Posted by karianna at August 21, 2005 08:29 PM
Comments
Where do I start?
It took a long time for me to seek treatment, for a multitude of reasons. I had to hit rock bottom after Tacy was born before I was willing to do whatever it took to feel better, consequences (real or imagined) be damned. And it was only when I was PG with CJ that I started actual therapy, with a psychiatry resident whom I trusted enough to give her sufficient information to even HELP me. I plan to find another therapist here in Colorado very soon.
I know that inner battle quite well: Am I being irrational, or just "myself"? My therapist was helpful in sorting through those questions, and I was relieved that I was almost always "myself" but just really (and unnecessarily) critical of myself.

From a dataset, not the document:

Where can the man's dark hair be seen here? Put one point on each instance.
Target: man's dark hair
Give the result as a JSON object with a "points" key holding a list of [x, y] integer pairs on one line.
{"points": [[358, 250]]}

As for my feelings on the presence of guards at an in-patient psychiatric facility, I would say that it would depend on the nature of the facility and the varying levels of illness of the patients. I know that in most psychiatric wards of medical centers, all patients are kept in the same area. I would hope that potentially dangerous patients would be transferred to appropriate facilities as quickly as possible, so as not to endanger other patients, hospital staff, or themselves.
I think that were I in a psychiatric ward, I would not be opposed to the presence of guards because I would (hopefully) have sufficient rational thought to understand the reason for their presence.
I'm all for preserving the dignity of patients, but I do think it is paramount to ensure that patients and staff are safe as well. Perhaps the guards don't necessarily need to be visible so much as accessible.
Posted by: Julie at August 23, 2005 12:06 PM
"Perhaps the guards don't necessarily need to be visible so much as accessible."
I think you hit the nail on the head. It occurred to me that "other" hospitals have guards too, but they are really not visible. They aren't stationed in a particular spot per se; instead, they roam around and can be paged in the case of a problem. I would like that idea rather than a concrete "post."
As for your own difficulties, thank you for sharing! I know more women who have had some type of therapy than women who have not. I don't think this is a weakness of the female character, though. But explicating the possible causes is a post for another day.